Klokova, Antonina / Jascha Nemtsow (Hg.)
Einbahnstraße oder “die heilige Brücke”?
Jüdische Musik und europäische Musikkultur
Dieses materialreiche Buch, Teil 14 der Serie Jüdische Musik, spiegelt teils auf Deutsch, teils auf Englisch die Vorträge eines Kongresses wider, der sich im Oktober 2011 in Görlitz bzw. dem benachbarten polnischen Zgorzelec dem Thema Jüdische Musik in Ost- und Mitteleuropa als völkerverbindender Faktor gewidmet hat.
Die Materie, man ahnt es, ist komplex, und so ist man dankbar, in der Einleitung des Herausgebers Jascha Nemtsov einen klugen historischen Überblick über die vergangenen 2000 Jahre im Spannungsfeld zwischen jüdischer und christlicher Musik zu erhalten. Die Anfänge dieser Zeit bleiben im Dunkeln, allenfalls Vermutungen über Parallelen zwischen jüdischen Bibelkantillationen und christlich-gregorianischem Choral sind möglich. Über das Mittelalter und die frühe Neuzeit hinweg herrschte grundsätzliche Abgrenzung zwischen den Theologien des Judentums und des Christentums, und das galt weitgehend auch für die musikalischen Entwicklungen. Erst im 20. Jahrhundert ändert sich das Bild grundlegend. Nun wird die jüdische Musik in ihrer Eigenständigkeit entdeckt, in die Kunstmusik integriert (übrigens auch von nichtjüdischen Komponisten wie beispielsweise Schostakowitsch) und musikwissenschaftlich erforscht.

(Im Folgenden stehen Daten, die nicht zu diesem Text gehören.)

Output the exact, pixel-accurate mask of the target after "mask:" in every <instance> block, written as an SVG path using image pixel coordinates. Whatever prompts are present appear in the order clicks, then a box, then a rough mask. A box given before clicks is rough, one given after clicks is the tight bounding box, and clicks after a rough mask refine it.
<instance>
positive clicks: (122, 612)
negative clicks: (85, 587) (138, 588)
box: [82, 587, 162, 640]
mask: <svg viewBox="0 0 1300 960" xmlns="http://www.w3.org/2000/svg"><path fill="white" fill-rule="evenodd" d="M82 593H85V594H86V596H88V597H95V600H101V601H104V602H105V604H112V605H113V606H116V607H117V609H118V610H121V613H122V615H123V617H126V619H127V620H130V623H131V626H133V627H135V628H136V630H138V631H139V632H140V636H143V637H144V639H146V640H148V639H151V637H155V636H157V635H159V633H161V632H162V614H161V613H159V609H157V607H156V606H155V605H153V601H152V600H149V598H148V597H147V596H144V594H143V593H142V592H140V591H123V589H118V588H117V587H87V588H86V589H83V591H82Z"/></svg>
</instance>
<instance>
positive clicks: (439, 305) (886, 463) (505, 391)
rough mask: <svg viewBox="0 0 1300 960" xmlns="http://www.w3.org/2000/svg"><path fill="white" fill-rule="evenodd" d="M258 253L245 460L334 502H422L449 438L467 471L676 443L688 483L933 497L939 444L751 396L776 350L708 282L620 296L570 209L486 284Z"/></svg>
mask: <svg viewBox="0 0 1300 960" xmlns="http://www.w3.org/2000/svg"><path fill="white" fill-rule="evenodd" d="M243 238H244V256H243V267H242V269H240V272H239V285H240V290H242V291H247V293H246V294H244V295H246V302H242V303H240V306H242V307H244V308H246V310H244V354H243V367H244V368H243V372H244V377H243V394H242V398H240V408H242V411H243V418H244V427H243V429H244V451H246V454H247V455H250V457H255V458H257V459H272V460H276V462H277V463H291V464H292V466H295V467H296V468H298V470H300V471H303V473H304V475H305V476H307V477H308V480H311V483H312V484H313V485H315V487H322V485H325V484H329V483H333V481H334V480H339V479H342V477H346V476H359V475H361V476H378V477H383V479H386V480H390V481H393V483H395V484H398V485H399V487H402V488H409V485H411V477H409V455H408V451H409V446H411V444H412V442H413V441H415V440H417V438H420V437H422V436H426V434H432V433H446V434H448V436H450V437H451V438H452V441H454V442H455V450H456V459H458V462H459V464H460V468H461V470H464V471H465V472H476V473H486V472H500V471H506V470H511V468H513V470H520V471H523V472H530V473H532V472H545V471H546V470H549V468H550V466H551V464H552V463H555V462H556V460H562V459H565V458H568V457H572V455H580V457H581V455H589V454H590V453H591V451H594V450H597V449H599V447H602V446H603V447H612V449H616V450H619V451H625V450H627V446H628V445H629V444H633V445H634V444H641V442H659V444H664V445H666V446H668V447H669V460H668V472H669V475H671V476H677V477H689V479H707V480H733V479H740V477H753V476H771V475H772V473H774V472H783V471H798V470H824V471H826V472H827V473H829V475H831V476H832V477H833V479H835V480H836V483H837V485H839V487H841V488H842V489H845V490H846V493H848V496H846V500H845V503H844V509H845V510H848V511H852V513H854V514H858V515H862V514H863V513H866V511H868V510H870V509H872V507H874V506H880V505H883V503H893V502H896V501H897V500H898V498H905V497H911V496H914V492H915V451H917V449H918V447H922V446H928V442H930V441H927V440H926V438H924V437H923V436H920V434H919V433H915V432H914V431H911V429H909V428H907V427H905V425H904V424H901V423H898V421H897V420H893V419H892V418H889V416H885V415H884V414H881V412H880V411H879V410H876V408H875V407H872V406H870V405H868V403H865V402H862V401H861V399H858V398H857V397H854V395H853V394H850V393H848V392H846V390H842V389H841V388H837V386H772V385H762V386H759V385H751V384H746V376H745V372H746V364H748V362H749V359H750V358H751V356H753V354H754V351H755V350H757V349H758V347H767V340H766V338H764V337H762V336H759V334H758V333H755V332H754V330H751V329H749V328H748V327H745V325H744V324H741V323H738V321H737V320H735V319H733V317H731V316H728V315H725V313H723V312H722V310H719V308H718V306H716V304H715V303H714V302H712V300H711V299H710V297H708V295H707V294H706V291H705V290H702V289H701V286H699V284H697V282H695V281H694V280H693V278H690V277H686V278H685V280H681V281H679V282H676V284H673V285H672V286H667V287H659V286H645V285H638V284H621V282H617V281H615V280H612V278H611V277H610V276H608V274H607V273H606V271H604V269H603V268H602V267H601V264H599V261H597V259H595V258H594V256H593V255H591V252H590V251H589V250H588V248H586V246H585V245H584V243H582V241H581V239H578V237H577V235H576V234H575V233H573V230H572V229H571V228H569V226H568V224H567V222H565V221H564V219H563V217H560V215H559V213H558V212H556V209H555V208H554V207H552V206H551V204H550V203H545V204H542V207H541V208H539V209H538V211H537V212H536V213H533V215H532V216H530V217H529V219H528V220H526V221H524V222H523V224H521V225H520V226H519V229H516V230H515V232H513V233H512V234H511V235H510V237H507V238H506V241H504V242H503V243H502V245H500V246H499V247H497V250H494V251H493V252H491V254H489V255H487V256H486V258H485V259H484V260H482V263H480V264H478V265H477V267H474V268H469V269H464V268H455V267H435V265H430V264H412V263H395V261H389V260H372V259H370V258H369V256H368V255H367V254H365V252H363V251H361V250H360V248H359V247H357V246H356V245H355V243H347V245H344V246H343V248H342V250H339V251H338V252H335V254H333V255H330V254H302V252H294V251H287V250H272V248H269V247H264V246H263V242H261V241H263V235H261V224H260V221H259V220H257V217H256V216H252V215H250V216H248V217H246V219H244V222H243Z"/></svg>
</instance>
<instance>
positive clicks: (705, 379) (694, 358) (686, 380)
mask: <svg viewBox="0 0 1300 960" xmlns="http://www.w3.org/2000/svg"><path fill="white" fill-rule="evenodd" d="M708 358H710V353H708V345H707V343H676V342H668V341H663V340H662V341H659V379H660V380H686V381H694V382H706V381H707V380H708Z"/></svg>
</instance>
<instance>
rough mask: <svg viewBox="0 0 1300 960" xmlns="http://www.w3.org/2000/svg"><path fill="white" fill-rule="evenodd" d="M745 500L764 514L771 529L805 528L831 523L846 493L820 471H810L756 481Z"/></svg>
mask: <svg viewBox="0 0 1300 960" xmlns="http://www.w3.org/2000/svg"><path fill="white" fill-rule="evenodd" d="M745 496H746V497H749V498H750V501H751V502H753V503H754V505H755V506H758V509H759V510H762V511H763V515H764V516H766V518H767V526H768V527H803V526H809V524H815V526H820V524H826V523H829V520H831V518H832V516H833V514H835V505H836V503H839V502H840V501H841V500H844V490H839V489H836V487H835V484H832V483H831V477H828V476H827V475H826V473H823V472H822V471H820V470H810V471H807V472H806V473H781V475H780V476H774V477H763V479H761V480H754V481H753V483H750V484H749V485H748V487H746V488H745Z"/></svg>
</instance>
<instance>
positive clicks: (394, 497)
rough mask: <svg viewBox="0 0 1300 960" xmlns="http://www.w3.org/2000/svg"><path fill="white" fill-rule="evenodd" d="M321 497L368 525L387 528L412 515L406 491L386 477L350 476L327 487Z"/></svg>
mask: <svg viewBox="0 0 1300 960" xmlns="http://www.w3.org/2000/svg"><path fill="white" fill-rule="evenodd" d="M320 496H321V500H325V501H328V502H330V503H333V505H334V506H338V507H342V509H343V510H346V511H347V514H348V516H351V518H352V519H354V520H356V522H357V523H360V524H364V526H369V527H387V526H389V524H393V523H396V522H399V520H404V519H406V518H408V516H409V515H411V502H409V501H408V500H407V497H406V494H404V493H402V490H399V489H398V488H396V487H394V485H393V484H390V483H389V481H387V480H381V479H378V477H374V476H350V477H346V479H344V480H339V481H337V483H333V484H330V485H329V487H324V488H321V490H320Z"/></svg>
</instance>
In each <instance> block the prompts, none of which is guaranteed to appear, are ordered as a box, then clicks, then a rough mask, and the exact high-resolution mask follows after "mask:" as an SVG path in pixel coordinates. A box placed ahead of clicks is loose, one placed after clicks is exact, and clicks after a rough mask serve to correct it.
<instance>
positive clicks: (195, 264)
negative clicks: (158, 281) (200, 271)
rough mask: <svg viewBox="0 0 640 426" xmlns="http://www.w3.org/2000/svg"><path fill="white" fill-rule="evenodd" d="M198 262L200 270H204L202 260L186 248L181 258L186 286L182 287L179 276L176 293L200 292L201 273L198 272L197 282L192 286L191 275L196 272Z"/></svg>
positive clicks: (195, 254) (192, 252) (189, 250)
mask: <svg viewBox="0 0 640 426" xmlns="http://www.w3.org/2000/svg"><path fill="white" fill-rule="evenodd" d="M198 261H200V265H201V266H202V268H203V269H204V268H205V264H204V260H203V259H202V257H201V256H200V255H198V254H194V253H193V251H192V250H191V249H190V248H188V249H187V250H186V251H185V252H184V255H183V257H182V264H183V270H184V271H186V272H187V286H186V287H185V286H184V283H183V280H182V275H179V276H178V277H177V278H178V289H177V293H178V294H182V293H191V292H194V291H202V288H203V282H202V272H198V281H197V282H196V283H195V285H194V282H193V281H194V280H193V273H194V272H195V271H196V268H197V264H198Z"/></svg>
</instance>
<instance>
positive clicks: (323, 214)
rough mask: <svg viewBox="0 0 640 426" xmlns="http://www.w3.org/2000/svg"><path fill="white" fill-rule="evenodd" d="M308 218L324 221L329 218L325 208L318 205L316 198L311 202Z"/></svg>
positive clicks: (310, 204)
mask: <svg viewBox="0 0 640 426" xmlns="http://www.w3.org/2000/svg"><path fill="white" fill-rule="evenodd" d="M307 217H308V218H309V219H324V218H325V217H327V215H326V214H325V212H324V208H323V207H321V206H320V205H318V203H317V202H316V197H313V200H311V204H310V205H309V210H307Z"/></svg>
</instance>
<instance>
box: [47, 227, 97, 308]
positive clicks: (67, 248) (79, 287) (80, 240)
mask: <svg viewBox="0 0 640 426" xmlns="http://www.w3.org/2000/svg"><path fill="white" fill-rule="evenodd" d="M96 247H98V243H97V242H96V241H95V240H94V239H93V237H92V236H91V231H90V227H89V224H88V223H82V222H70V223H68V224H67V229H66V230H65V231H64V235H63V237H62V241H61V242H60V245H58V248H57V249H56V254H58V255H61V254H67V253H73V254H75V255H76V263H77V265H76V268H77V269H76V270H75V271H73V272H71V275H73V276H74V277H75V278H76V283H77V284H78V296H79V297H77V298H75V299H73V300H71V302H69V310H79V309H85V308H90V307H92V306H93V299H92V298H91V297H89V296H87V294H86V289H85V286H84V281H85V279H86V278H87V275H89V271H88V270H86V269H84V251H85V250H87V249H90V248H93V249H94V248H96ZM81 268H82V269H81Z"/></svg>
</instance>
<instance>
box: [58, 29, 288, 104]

Die Aufsätze des Bandes legen einen Schwerpunkt auf die Entwicklungen in Russland und in Polen. So schreibt James Loeffler über den russischen Nationalismus und die jüdische Musik, Antonina Klokova thematisiert Mieczyslaw Weinberg als Klassiker der sowjetischen jüdischen Musik, und Frank Harders-Wuthenow gibt einen Überblick über Polish-Jewish Composers in the Twentieth Century.
Jascha Nemtsov beschäftigt sich mit dem Judentum in Bolschewismus und Nationalsozialismus, die er als politische Zwillinge sieht, die versuchten, alle Formen der Vernichtung der Juden durchzuführen, die in Europa seit dem ausgehenden Mittelalter bereits vergessen wurden: Zwangsassimilation und Isolation, Vertreibung und Vernichtung.
Mit den Texten Beyond European Roots: Revisiting Jews and Music in American Life (Judah M. Cohen) und The Viennese Roots of Israeli Music and Their Spreading in the US-American Exile (Yuval Shaked) ist auch für den Blick in Richtung Westen gesorgt.
Leider geht im wissenschaftlichen Anhang dieses verdienstvollen Buches einiges drunter und drüber. So werden die Forscher Semyon Ginzburg (geb. 1901) und Saul Ginsburg (1866-1940), ebenso Pesach Marek (1862-1920, Mitarbeiter des Letzteren) und der polnisch-schweizerische Komponist Czeslaw Marek (1891-1985, erklärtermaßen kein Jude) im Quellenapparat bzw. im Personenregister offenbar als jeweils identisch behandelt. Dass mit Ernest Bloch einer der profiliertesten Komponisten jüdischer Musik nicht erwähnt wird, erscheint ebenfalls merkwürdig. Nicht zuletzt wünschte man sich kurze Biografien der Autoren.